NASA has unveiled some new images that the Cassini spacecraft has taken of Saturn and one of the massive storms raging on the surface of the planet. The storm in question is very unique and has the shape of a hexagon. The six-sided storm is located on the north pole of Saturn.

The storm is called the Hexagon and has winds up to 200 mph. The storm is gigantic with the spin generated by the ferocious winds spanning 20,000 miles across. Scientists say that no weather feature like this can be found elsewhere in our solar system.

"The hexagon is just a current of air, and weather features out there that share similarities to this are notoriously turbulent and unstable," Andrew Ingersoll, a Cassini imaging team member at the California Institute of Technology in Pasadena, Calif., said in statement. "A hurricane on Earth typically lasts a week, but this has been here for decades — and who knows — maybe centuries."

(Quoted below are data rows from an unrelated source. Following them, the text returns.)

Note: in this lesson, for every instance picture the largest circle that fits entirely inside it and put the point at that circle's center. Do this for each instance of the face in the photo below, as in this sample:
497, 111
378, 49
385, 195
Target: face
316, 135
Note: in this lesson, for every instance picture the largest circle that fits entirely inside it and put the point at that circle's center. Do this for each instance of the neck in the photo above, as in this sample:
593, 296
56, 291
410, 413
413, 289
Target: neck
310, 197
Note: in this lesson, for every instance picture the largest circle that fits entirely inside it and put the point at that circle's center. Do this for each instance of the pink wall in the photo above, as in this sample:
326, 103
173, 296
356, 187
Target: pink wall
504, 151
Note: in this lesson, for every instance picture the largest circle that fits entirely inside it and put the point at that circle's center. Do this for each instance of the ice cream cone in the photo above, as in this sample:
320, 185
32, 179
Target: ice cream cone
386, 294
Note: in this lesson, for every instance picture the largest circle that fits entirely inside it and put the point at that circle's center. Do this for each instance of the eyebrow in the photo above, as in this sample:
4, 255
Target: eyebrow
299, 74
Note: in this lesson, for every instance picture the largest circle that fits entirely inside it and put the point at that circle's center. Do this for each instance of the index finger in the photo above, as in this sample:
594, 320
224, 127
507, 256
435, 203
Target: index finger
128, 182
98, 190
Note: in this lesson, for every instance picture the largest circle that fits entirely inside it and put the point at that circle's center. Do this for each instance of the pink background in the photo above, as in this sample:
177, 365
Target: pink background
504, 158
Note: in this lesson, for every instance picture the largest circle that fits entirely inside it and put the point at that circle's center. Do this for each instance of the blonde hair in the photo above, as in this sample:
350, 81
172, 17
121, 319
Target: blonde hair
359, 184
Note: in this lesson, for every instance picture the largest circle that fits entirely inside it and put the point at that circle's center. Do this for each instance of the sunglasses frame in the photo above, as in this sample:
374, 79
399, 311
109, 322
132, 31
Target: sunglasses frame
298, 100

The scientists say that storms on Earth are interrupted by friction from land among other things. The storm on Saturn has raged for decades. The researchers believe the storm continues to rage because there is no solid land on the surface of the gas giant.

Scientists say that there are small vortices rotating in the opposite direction of the hexagon with the largest of those vortices spanning 2200 miles. That is about twice the size of the largest Earth hurricane ever recorded.

"As we approach Saturn's summer solstice in 2017, lighting conditions over its north pole will improve, and we are excited to track the changes that occur both inside and outside the hexagon boundary," Scott Edgington, Cassini deputy project scientist at NASA, said.